Le migrazioni saranno soprattutto all’interno dei singoli Paesi. «La metà della popolazione mondiale vive in aree urbane, con conseguenze drammatiche per energia, traffico, alimentazione. Le tensioni nelle aree metropolitane saranno una caratteristica del futuro», per quel «mix esplosivo dato da popolazione giovane, con alto livello culturale, alta disoccupazione e grandi capacità comunicative».

Lo sguardo di Prodi si sposta poi sul terremoto finanziario di questa estate, un fenomeno «nuovo e inatteso», che arriva dopo 3 anni di crisi contro la quale gli Usa hanno investito 800 miliardi di dollari e la Cina 550, evitando un crollo come nel ’29. Ma questa crisi attuale, più che finanziaria è politica: «I mercati finanziari hanno ormai un respiro globale, mentre i governi rimangono locali». Questo mette in crisi le nostre democrazie che «sembrano incapaci di affrontare la situazione» e apre la strada a possibili autoritarismi. Negli Usa «democratici e repubblicani non sono stati capaci di trovare un accordo sul debito. La conseguenza è l’anticipo di dieci anni nel cambiamento della leadership mondiale tra Usa e Cina». In questo l’Europa mostra tutta la sua debolezza: «nessuno avrebbe mai attaccato un paese europeo, se ci fosse stata solidarietà. L’euro, a causa delle nostre divisioni, è diventato una moneta debole». Ma nonostante tutto – sottolinea Prodi – non c’è un’alternativa allo stare insieme. Non se lo può permettere nessuno di marciare da solo, neanche la Germania, che è diventata forte dopo l’euro.

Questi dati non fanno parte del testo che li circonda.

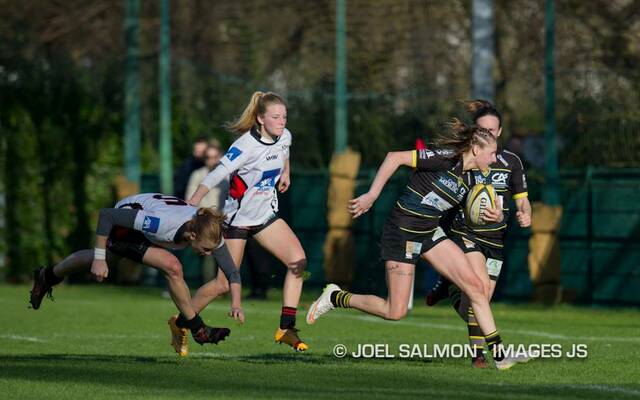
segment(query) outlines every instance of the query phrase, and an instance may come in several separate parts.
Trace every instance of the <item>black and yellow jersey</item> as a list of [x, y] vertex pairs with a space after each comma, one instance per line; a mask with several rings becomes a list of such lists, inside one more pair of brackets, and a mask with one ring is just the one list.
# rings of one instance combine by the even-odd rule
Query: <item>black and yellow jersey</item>
[[469, 226], [464, 216], [464, 207], [456, 214], [451, 231], [482, 244], [502, 248], [504, 233], [507, 228], [510, 199], [527, 197], [527, 180], [520, 157], [508, 150], [500, 150], [496, 162], [486, 172], [474, 169], [466, 172], [464, 182], [473, 187], [475, 184], [491, 184], [496, 190], [497, 202], [502, 204], [504, 219], [500, 223], [489, 223], [482, 226]]
[[389, 221], [407, 232], [427, 233], [437, 228], [445, 211], [464, 199], [469, 186], [462, 179], [462, 159], [450, 150], [415, 150], [413, 167], [416, 170]]

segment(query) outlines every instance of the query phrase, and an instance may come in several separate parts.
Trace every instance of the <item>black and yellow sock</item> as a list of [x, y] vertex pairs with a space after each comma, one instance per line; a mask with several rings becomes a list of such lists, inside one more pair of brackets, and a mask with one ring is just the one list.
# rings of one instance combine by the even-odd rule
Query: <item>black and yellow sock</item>
[[[462, 290], [460, 290], [456, 285], [451, 285], [449, 288], [449, 301], [451, 301], [451, 305], [456, 312], [460, 314], [458, 310], [460, 309], [460, 302], [462, 301]], [[464, 315], [460, 316], [465, 319]]]
[[351, 296], [353, 296], [353, 293], [347, 292], [346, 290], [336, 290], [331, 293], [331, 304], [338, 308], [351, 308], [351, 305], [349, 305]]
[[280, 313], [280, 329], [290, 329], [296, 326], [296, 313], [298, 309], [295, 307], [282, 307]]
[[176, 319], [176, 326], [178, 328], [189, 329], [191, 333], [195, 335], [196, 332], [198, 332], [200, 328], [204, 326], [204, 322], [202, 321], [202, 318], [200, 318], [198, 314], [196, 314], [196, 316], [193, 317], [192, 319], [187, 320], [184, 317], [184, 315], [180, 313], [180, 315], [178, 315], [178, 318]]
[[467, 329], [469, 331], [469, 344], [471, 345], [474, 351], [473, 358], [483, 357], [482, 351], [484, 350], [484, 335], [482, 334], [480, 325], [478, 325], [478, 321], [476, 320], [476, 316], [473, 313], [473, 309], [471, 307], [469, 307], [467, 318], [468, 318]]
[[487, 342], [489, 351], [493, 354], [493, 359], [495, 361], [502, 361], [504, 359], [504, 353], [502, 351], [502, 338], [500, 334], [498, 334], [498, 331], [486, 335], [484, 340]]

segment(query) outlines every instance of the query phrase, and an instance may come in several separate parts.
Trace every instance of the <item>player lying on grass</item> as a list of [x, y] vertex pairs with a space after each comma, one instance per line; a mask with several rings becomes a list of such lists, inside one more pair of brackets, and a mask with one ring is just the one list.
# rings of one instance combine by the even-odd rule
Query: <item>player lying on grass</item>
[[[313, 324], [324, 313], [339, 308], [355, 308], [389, 320], [407, 314], [415, 264], [426, 259], [442, 275], [455, 282], [469, 296], [483, 336], [494, 352], [499, 369], [517, 360], [505, 357], [489, 301], [488, 287], [473, 270], [464, 253], [449, 240], [439, 226], [443, 213], [459, 204], [469, 191], [462, 180], [465, 171], [486, 170], [496, 161], [496, 139], [486, 129], [467, 126], [458, 120], [448, 136], [440, 138], [433, 150], [391, 152], [380, 166], [369, 192], [351, 200], [354, 218], [367, 212], [387, 180], [401, 165], [417, 168], [387, 219], [381, 238], [381, 258], [385, 262], [388, 296], [359, 295], [330, 284], [307, 313]], [[500, 209], [488, 209], [485, 218], [501, 221]]]
[[[220, 213], [190, 206], [173, 196], [146, 193], [126, 197], [114, 208], [100, 210], [95, 249], [76, 251], [53, 267], [40, 267], [34, 271], [31, 307], [40, 308], [44, 296], [51, 297], [53, 286], [66, 276], [91, 268], [95, 279], [101, 282], [109, 276], [109, 265], [124, 258], [158, 269], [166, 276], [169, 293], [180, 311], [172, 319], [178, 330], [173, 332], [174, 336], [186, 338], [189, 329], [197, 343], [217, 344], [229, 335], [229, 329], [205, 325], [193, 310], [182, 265], [168, 249], [191, 246], [199, 255], [213, 254], [231, 282], [230, 315], [243, 322], [240, 273], [222, 238], [223, 220]], [[186, 343], [176, 343], [176, 352], [181, 353], [181, 345], [186, 347]]]
[[[466, 102], [465, 107], [476, 125], [488, 129], [496, 139], [501, 135], [502, 116], [493, 104], [484, 100], [473, 100]], [[498, 151], [496, 159], [488, 171], [473, 169], [465, 174], [464, 179], [469, 186], [478, 183], [491, 184], [496, 190], [498, 204], [503, 207], [504, 219], [474, 226], [466, 218], [464, 207], [460, 207], [448, 232], [451, 240], [465, 253], [467, 260], [484, 281], [485, 286], [489, 287], [489, 300], [493, 296], [504, 260], [502, 254], [504, 235], [510, 211], [507, 208], [509, 205], [505, 202], [509, 198], [513, 197], [515, 200], [518, 224], [523, 228], [531, 225], [531, 205], [527, 197], [527, 183], [522, 161], [517, 155], [505, 149]], [[456, 312], [467, 322], [469, 343], [476, 349], [472, 365], [476, 368], [486, 368], [487, 361], [482, 355], [484, 337], [469, 307], [469, 297], [456, 285], [451, 285], [446, 278], [440, 277], [427, 293], [427, 305], [432, 306], [447, 296], [450, 297]]]

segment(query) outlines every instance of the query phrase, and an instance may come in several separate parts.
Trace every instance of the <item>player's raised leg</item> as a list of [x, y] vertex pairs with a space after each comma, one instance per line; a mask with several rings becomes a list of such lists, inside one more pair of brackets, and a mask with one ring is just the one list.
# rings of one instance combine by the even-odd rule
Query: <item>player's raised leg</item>
[[282, 288], [280, 326], [274, 335], [275, 340], [278, 343], [286, 343], [295, 350], [305, 351], [309, 346], [300, 339], [298, 329], [295, 327], [298, 303], [302, 294], [303, 275], [307, 268], [304, 249], [298, 237], [282, 219], [269, 224], [254, 238], [287, 267]]

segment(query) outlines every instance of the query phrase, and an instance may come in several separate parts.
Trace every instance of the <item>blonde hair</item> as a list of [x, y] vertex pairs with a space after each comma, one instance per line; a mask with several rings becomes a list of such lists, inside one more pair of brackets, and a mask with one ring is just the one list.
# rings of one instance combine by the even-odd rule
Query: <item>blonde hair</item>
[[224, 214], [211, 208], [198, 208], [195, 217], [189, 221], [187, 231], [196, 235], [195, 242], [216, 249], [222, 242], [222, 223]]
[[485, 147], [495, 143], [496, 138], [488, 129], [476, 125], [467, 125], [457, 118], [448, 124], [449, 134], [436, 140], [436, 146], [453, 150], [456, 156], [469, 151], [474, 145]]
[[258, 115], [264, 115], [267, 107], [271, 104], [282, 104], [287, 106], [284, 99], [280, 95], [273, 92], [255, 92], [249, 100], [249, 104], [245, 107], [242, 115], [234, 122], [227, 122], [225, 128], [235, 134], [242, 134], [253, 128], [258, 123]]

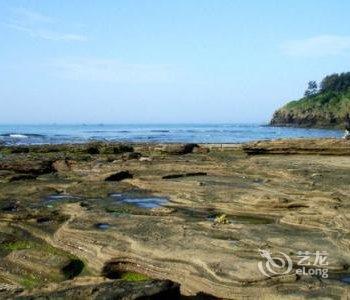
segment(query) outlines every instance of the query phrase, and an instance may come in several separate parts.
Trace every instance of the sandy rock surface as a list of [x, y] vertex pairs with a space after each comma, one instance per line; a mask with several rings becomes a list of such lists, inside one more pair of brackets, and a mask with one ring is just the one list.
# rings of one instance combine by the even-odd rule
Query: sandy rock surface
[[[152, 278], [208, 299], [349, 295], [349, 141], [61, 147], [1, 149], [3, 298]], [[134, 151], [149, 159], [125, 159]], [[105, 181], [119, 172], [132, 176]], [[263, 251], [292, 270], [267, 277]], [[329, 278], [297, 275], [299, 251], [327, 252]]]

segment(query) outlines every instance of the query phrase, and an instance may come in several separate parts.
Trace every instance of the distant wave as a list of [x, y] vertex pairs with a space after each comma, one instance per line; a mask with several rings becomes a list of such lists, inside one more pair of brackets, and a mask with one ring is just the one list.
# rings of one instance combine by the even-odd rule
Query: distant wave
[[87, 130], [85, 133], [129, 133], [130, 130]]
[[27, 139], [27, 138], [44, 138], [44, 135], [35, 134], [35, 133], [4, 133], [0, 134], [2, 137], [8, 137], [12, 139]]
[[150, 130], [150, 132], [167, 133], [167, 132], [170, 132], [170, 130], [154, 129], [154, 130]]
[[29, 138], [29, 136], [27, 136], [25, 134], [10, 134], [9, 137], [13, 138], [13, 139], [27, 139], [27, 138]]

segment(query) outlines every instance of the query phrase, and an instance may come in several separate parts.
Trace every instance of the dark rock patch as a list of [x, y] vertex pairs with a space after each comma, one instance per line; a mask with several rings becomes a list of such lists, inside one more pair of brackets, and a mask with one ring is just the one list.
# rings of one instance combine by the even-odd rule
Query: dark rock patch
[[24, 146], [12, 146], [8, 148], [11, 153], [28, 153], [29, 148]]
[[78, 276], [83, 269], [84, 263], [80, 259], [72, 259], [61, 271], [67, 279], [73, 279]]
[[122, 263], [108, 262], [102, 269], [102, 276], [108, 279], [120, 279], [125, 271], [126, 268]]
[[31, 175], [31, 174], [18, 174], [18, 175], [13, 175], [10, 177], [10, 182], [14, 181], [20, 181], [20, 180], [35, 180], [36, 175]]
[[19, 209], [19, 203], [18, 202], [10, 202], [5, 204], [2, 208], [1, 211], [4, 212], [15, 212]]
[[84, 207], [84, 208], [91, 208], [91, 204], [89, 202], [86, 202], [86, 201], [82, 201], [79, 203], [81, 207]]
[[105, 178], [105, 181], [121, 181], [134, 176], [129, 171], [120, 171]]
[[98, 150], [98, 148], [96, 146], [90, 146], [86, 149], [86, 153], [87, 154], [99, 154], [100, 151]]
[[192, 177], [192, 176], [207, 176], [208, 174], [206, 172], [193, 172], [193, 173], [184, 173], [184, 174], [170, 174], [165, 175], [162, 177], [162, 179], [175, 179], [175, 178], [182, 178], [182, 177]]
[[39, 223], [39, 224], [42, 224], [42, 223], [48, 223], [48, 222], [51, 222], [52, 221], [52, 218], [50, 217], [39, 217], [36, 219], [36, 222]]
[[299, 204], [299, 203], [292, 203], [287, 206], [288, 209], [298, 209], [298, 208], [308, 208], [308, 205], [305, 204]]
[[47, 159], [6, 159], [0, 160], [0, 169], [9, 170], [17, 173], [25, 173], [32, 175], [42, 175], [55, 172], [52, 167], [52, 160]]

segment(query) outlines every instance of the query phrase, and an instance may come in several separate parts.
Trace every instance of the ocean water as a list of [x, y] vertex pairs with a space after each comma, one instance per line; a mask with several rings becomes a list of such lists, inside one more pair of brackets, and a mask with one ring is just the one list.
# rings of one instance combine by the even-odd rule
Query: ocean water
[[0, 144], [60, 144], [88, 141], [243, 143], [280, 138], [340, 138], [327, 129], [260, 124], [0, 125]]

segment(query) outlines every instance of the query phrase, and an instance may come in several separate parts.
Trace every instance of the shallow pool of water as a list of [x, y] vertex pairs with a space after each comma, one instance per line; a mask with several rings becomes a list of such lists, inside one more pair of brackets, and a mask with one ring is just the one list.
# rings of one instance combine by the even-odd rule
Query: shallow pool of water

La debolezza politica dell’Unione «emerge anche guardando a cosa è successo in Nord Africa. Abbiamo esultato per quello che è successo, ma non abbiamo fatto nulla per aiutare questo processo. L’unico intervento ha riguardato la Libia e dopo 4 mesi non capiamo chi sono i buoni e chi i cattivi e perché la guerra sia cominciata». Prodi è preoccupato soprattutto per l’Egitto e la sua fragile rivoluzione democratica. Nel lungo dibattito tornano i temi della guerra in Libia, del Medio oriente, delle politiche sull’immigrazione, del futuro dell’Europa e della Russia (definite come la «vodka e il caviale», per dire che devono stare insieme). Qualcuno lo interpella anche sul futuro del nostro Paese. E anche qui la risposta non concede facili speranze. La crisi politica c’è, ma Prodi non vede grandi spiragli né la possibilità di ritornare in campo.